I'll give it a go.
This stat is giving a charge the same weight as a block. However, defense extends beyond these three stats. A missed charge is now either a foul or an easy bucket because you have taken yourself out of a defensive stance. A missed block, however, can result in a foul or an altered shot. Altered shots are incredibly important to interior defense and they do not show up anywhere but opponent paint fg%. I don't think ours is very good.
A steal is good if successful. A missed steal, however, results in an overplay or a foul. When DMC swipes down at the ball and misses, his hands are down and the defender has an easy bucket. These aren't factored into any of these stats.
A guy who plays sound man defense, stays big, alters shots, rotates, and does not foul will be a good defensive player, right? These don't show up in that "def" stat. But it's defense. It's just not glamour defense. If you want these stats to mean something, you have to make them relative. That means that you need to track how often someone misses the steal and allows an open shot. You have to track how often someone plays a passing lane and overplays, which results in rotations and then an easy bucket. You have to track how often a guy defends the paint and if he ends up wiht a block, a foul, an altered basket, or an easy basket. You have to track how often a guy loses his own man in error and causes his teammates to compensate.

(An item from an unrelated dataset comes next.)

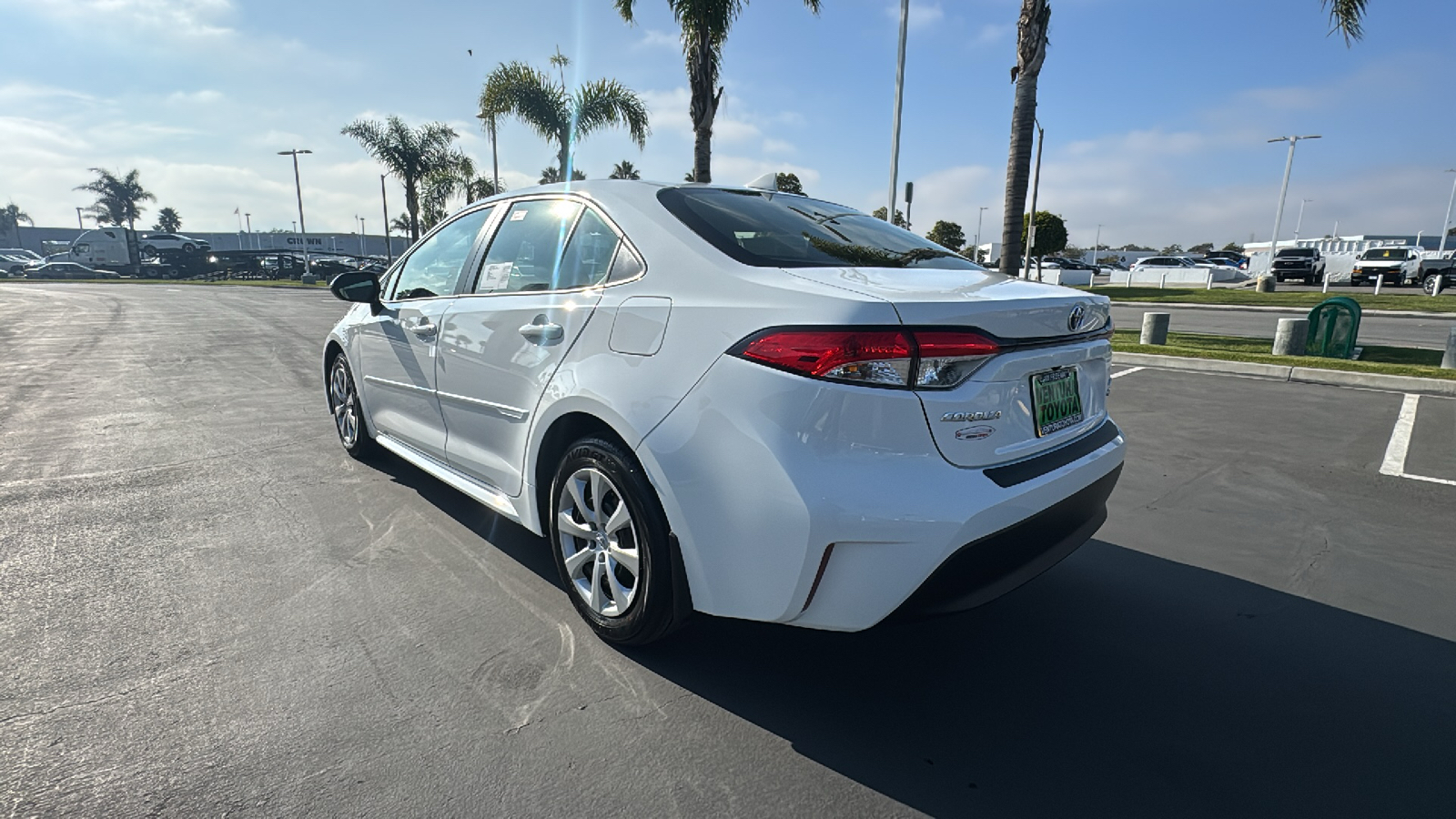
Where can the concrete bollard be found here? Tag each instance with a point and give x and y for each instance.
(1289, 339)
(1155, 329)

Even with blocking, you have to block smart. If you're constantly going for the block, you will get faked out. If you don't foul, but give up an easy shot, that won't show up on the stats. But if you're tall enough and bouncy enough, you'll eventually get your blocks. You just give up a lot in the process. So there's smart blocking and stat blocking.

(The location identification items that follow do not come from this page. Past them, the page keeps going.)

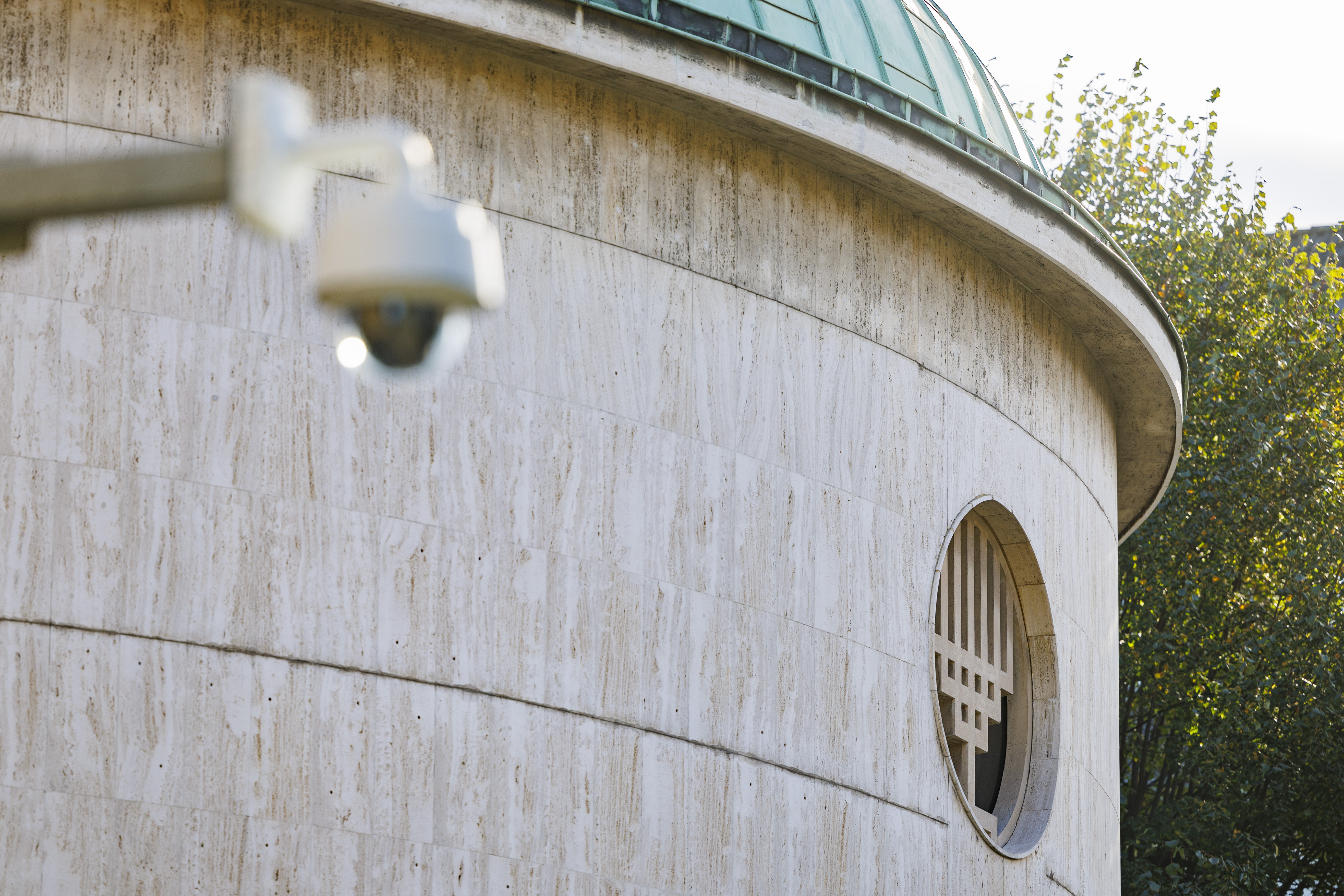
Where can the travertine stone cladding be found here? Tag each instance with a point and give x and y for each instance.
(640, 596)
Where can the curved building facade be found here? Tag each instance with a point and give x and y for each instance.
(765, 542)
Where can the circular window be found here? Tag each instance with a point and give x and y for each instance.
(987, 677)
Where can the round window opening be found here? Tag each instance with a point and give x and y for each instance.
(988, 683)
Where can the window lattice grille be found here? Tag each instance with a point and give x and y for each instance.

We have efficiency metrics now, but basketball stats are still far behind the real game story in terms of defense.
I always wake up late so I didn't read the whole note and for that I apologize. I will come back and read it. As I think about the whole subject, spurred on by your first few comments, I realize there is a risk at every defensive move. Every defensive move can go wrong and end up working against the defender. Now I forget why we are arguing about Cuz except perhaps there is nothing more to say about Tyreke but the center of it is what I think is a unique talent he has of draying fouls. Now, I agree I'd rather that he had Camby skills but he doesn't. What he does, considering his size, I think is remarkable. In the end, is it the best way of playing defense for a guy his ize, probably not but with his physical skills and limitations, he does what he can do. That sounds silly but if a guy is getting positive benefit from an unusual
defensive style for a guy his size, I am not going to tell him he is wrong and try to change his style.
I read it.
Every attempt at defense has its risks especially the three that we focused on, blocks, charges, and steals. The other aspects of defense are not measured as you state at the end. We do not have the stats that cover all aspects of defense.
As an aside, I must say it is fun to get back into these arguments about minutiae, as that's what I think this is, because it means we all have our minds back and are not worrying about where the team is going to play. That has taken away from the energy to argue like this. The universe is back on it's access.
My point is what is the best defense for Cuz to play and not what is best for a generic 6'11" guy. Seems to me he could have more blocks but he doesn't and I don't anticipate a major turn around. I suspect he doesn't have the agility in the air to make many blocks other than to stick his hands in the air and hope he gets a block. I doubt he can move that weight around to do much more. I am personally amazed he can draw the charges that he does. Occasionally the call goes the other way but I think as the years pass, he will get the benefit of the doubt. I have seen calls go against him that I call anticipatory calls. The ref just assumes that no human could draw a charge in that situation so he blows his whistle against Cuz. The problem for them is that Cuz DOES have the physical skills to draw charges.
I don't want him to change. He does well at what physical skills he has. He needs help, though. Covering the area near the rim is not a one man job and what weaknesses he has needs to be covered by someone with the skills he is missing. If we had a well matched duo of bigs, there would be little to argue about.
I doubt if that stayed on the subject of stats but I don't enjoy discussing stats and honestly, all the testing on me and my family says we are very good at stats. As you mention at the end, stats will always be a bit behind what is going on the court, to paraphrase. Stats are not the answer to the whatever the question is although they contribute to the answer.